The Biggest Green Scam in America
Denver’s Wayde McKelvy raised tens of millions of dollars for a new, clean-energy company that the SEC says was nothing more than an old-school Ponzi scheme.
On November 16, 2009, the news broke of the SEC’s filing against McKelvy and company. The news release said representations by McKelvy and Wragg were “laced with bogus claims.” At that point, as McKelvy himself has said, “I sat down and started reinventing myself at that moment.” Wayde McKelvy soon re-emerged as Clint Brashman, now apparently up to some of the same old business—and with a pornographic twist.
In the wake of the SEC’s filing, numerous websites popped up exhorting Americans to rid themselves of traditional investments, and were registered to a man named Clint Brashman. A search for that name brings up multiple videos offering marketing advice. One was posted on June 5, 2010, by “thebrashman,” and opens with a guy speaking directly into a camera. He’s thinner now and has grown a goatee, but there’s no mistaking it: It’s McKelvy.
“The Brashman” hasn’t restricted his pursuits to marketing and financial sites: He’s tied to a porn site as well. The Brashman’s email is listed as the administrative contact for a pornographic blog, where on the first page viewers see another familiar face, this one framed with platinum-blond hair dropping past fake breasts. It’s Angela. On the website she reveals she is a transsexual.

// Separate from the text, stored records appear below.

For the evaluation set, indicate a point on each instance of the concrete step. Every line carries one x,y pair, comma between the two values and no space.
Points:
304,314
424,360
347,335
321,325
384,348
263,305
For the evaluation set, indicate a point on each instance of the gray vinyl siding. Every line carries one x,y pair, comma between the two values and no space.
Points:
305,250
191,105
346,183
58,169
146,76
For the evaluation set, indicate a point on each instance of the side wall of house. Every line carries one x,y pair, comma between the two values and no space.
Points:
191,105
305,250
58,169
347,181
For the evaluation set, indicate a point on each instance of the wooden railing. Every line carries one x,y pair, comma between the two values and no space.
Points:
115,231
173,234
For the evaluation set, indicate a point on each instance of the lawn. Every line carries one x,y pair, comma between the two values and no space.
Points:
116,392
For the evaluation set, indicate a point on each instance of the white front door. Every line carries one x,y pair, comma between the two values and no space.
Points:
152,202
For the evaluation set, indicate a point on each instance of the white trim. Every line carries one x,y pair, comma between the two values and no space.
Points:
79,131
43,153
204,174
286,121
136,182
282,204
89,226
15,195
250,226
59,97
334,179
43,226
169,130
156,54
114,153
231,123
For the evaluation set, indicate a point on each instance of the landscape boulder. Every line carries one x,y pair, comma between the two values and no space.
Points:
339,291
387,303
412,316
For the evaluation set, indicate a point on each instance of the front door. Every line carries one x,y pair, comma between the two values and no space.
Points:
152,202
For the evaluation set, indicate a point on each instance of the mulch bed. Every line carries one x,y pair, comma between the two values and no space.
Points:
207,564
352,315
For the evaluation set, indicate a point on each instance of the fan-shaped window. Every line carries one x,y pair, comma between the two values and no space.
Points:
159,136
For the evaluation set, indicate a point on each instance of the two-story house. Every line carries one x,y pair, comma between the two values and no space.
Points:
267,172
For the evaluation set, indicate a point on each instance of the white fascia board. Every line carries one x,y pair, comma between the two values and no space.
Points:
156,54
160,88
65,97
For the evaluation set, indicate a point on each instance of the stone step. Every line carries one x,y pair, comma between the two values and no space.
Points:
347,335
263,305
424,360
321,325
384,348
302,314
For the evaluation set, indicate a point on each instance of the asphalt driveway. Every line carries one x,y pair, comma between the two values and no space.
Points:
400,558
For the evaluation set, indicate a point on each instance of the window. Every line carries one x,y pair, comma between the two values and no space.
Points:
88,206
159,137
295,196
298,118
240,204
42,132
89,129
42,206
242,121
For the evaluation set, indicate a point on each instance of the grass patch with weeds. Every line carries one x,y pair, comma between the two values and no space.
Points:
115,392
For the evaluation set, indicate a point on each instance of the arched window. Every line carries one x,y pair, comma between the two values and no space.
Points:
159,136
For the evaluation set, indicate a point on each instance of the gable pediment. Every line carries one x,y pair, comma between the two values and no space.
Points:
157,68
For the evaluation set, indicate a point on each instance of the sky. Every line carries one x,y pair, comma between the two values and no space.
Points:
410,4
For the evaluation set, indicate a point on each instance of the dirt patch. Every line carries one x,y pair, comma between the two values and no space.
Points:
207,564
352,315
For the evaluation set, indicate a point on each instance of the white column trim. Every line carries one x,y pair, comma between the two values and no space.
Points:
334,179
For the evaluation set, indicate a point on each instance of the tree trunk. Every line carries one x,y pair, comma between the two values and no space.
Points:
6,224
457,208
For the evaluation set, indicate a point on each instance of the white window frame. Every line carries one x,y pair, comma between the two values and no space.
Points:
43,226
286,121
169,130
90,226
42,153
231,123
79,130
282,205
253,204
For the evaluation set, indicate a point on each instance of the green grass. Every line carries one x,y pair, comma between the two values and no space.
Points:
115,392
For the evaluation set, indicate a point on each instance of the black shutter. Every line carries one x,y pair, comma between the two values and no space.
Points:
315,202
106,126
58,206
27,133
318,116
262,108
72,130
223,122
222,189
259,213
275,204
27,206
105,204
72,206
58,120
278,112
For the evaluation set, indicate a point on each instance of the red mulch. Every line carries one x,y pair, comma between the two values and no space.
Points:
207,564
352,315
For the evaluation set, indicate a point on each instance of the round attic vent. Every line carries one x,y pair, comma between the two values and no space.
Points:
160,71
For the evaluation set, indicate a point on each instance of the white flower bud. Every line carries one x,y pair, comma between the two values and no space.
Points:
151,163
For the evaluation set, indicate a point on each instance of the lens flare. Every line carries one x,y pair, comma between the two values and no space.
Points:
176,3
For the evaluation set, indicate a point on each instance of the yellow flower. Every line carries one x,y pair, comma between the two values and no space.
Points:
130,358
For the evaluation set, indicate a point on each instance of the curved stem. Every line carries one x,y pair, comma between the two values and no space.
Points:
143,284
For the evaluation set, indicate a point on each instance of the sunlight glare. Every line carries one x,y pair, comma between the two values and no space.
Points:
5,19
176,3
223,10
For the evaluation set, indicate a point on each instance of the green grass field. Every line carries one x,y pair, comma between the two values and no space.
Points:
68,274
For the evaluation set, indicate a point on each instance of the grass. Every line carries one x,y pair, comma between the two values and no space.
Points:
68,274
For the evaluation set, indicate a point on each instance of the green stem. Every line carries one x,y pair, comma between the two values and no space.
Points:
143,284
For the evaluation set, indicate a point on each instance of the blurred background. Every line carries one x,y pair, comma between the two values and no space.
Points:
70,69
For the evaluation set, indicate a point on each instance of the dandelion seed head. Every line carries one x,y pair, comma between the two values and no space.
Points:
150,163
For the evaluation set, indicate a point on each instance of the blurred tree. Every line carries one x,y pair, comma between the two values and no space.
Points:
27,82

She writes on her blog that her boyfriend “lost all his money” at the beginning of 2010 and “drinks too much.” Nonetheless, he’s done a lot for her, and she loves him still. They’ve been together in Miami for two years.
Initially, McKelvy told me he has nothing to do with that blog or an accompanying site that recruits other transsexual folks to produce pornography. He denied this even though the recruiting site is registered to his old business, Retirement TRACS Seminars. Confronted with these connections, McKelvy then said he’s made no money from his pursuits as Clint Brashman. “Why should I legally make any—that’s going to come out wrong—why should I make any income? What good does it do for me to make any money? The [SEC] is just going to take it.”
Speaking in the slight drawl that fed his image of a good-hearted Coloradan, McKelvy said that he may have done some things wrong. As far as Mantria, he admitted to the definition of a Ponzi scheme while bafflingly denying it was a Ponzi scheme: “I don’t care what the lawyers at SEC tell you; when you invest in mortgage-backed securities, they take money and go loan it to John Doe to buy a house. Doe makes payments and it flows back to me.… What I’m trying to say is that new money is always replacing old money in any investment.”
He rambled during the conversation, one minute saying those who lost money are the true victims; a minute later he lamented his crumbling reputation and compared those upset about losing their savings to homeowners complaining about their subprime mortgages. They could have asked questions, he said, done their own due diligence. “Not to sound like an asshole, I think it’s time Americans start taking some responsibility. I get that from my ex-wife now. Everything bad in her life is my fault.”
A few days after our phone conversation last February, McKelvy signed an agreement with the SEC in which he neither admitted nor denied the SEC’s allegations. However, according to the Order of Permanent Injunction, McKelvy “will be precluded from arguing that he did not violate the federal securities laws as alleged,” and furthermore, will not “take any action or to make or permit to be made any public statement denying, directly or indirectly, any allegation in the Complaint or creating the impression that the Complaint is without factual basis.”
According to the SEC resolution, fines still could, and likely would, be levied against him on behalf of Mantria’s investors. And this SEC settlement agreement does not preclude the possibility of related civil actions, or, say, criminal charges that might come from the FBI. (Wragg, Knorr, and McKelvy’s ex-wife, Donna, signed similar orders.)
To date, no criminal charges have been filed against anyone involved with Mantria, but a couple of investors have been contacted by the FBI. Agents want to know what claims investors heard, what they were promised, and how much they lost. It’s unclear whether agents know about a guy named Clint Brashman.
“All of us have our own life lies that we tell ourselves,” Mantria investor Dr. Mary Phillips said about McKelvy. “Who we are, what we stand for. For Wayde, he wanted to be the ringmaster. He wanted to sway public opinion. Maybe he was lying to himself about what he was doing.”